General Clarke had served as a general in the American Revolution, but after the war concluded he became involved in French-supported schemes to invade East Florida, which was then controlled by the Spanish. In February of 1794, Clarke resigned from the Georgia militia to lead an expedition against Spanish East Florida. When the filibuster failed to materialize, General Clarke and several hundred followers decided to establish an independent state on hunting grounds reserved for the Creek Indians west of the Oconee River. These settlements were located in present-day Greene, Morgan, Putnam, and Baldwin counties. The settlers built several towns and forts over the next few months and even wrote a constitution, which indicated the permanent nature of their endeavor.
The newly constituted United States government viewed this action as a violation of the Treaty of New York of 1790 and pressured Governor George Mathews to remove the illegal settlers from the Creek lands. The Georgia governor hesitated to act and took only token measures to stop Clarke and his party, such as issuing a proclamation in July that went unenforced. It is unlikely that Mathews had enough public support to make a move against General Clarke at that juncture, but the tide of public opinion soon changed. In late August, Judge George Walton issued a scathing charge to an Augusta grand jury in which he condemned the actions of Clarke and his followers as essentially an attempt to steal western lands, "the richest jewel the state of Georgia possesses," before other Georgians had a fair chance of acquiring title to them. In fact, Clarke welcomed all settlers to join the enterprise and specifically forbade issuing large tracts of the land in the new republic to speculators or other investors who would not actually settle there. In any case, Walton's charge changed public opinion to a degree that allowed the Governor to muster a sufficient force of militia to march against Clarke, the former militia commander and hero of the American Revolution who was still held in high regard by white frontier settlers. In September several hundred Georgia militiamen, acting in conjunction with federal troops stationed on the Oconee, surrounded and isolated General Clarke's fortifications. After a some negotiation, Clark agreed to surrender providing that he and his men would not face prosecution for their actions.
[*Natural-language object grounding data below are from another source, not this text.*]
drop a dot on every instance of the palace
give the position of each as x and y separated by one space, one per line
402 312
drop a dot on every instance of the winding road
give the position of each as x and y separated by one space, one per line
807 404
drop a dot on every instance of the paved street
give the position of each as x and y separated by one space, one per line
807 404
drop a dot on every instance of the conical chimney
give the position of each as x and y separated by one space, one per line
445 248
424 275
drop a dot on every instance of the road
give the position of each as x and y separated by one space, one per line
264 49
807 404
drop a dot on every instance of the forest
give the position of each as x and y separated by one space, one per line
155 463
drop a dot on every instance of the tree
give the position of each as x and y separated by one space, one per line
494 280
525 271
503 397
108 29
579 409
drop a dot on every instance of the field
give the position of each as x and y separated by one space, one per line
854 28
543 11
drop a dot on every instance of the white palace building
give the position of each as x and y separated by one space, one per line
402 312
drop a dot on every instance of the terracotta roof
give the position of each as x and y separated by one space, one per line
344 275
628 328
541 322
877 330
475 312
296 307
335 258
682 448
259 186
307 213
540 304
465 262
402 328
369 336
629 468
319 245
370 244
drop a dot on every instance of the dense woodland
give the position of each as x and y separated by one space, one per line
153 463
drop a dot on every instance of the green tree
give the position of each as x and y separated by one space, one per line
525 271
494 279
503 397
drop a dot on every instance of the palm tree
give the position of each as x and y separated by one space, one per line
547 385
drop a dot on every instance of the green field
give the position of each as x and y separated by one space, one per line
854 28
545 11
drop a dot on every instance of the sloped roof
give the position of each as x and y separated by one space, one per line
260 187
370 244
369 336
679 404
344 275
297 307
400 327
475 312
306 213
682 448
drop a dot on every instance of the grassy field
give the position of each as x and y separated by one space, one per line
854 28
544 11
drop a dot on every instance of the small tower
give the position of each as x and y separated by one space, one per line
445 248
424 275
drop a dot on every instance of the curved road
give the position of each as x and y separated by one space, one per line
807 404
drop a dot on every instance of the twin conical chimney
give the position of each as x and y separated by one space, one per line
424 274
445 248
Soon thereafter Clarke and his followers departed, and the militia burned down the new settlements and fortifications.
The establishment of Clarke's independent state generated an increasing interest in the disposition of Georgia's western land claims, which at that time stretched as far as the Mississippi River. As a result the Georgia General Assembly passed a bill in late 1794 allowing a portion of the lands west of the Oconee River, the same land that Clarke's followers had recently occupied, to be distributed among veterans of the Revolution and various Indian conflicts. A supplementary act was attached to this bill which provided for the sale of millions of acres of land to four private land speculation companies, an infamous agreement that came to be known as the Yazoo Land Fraud.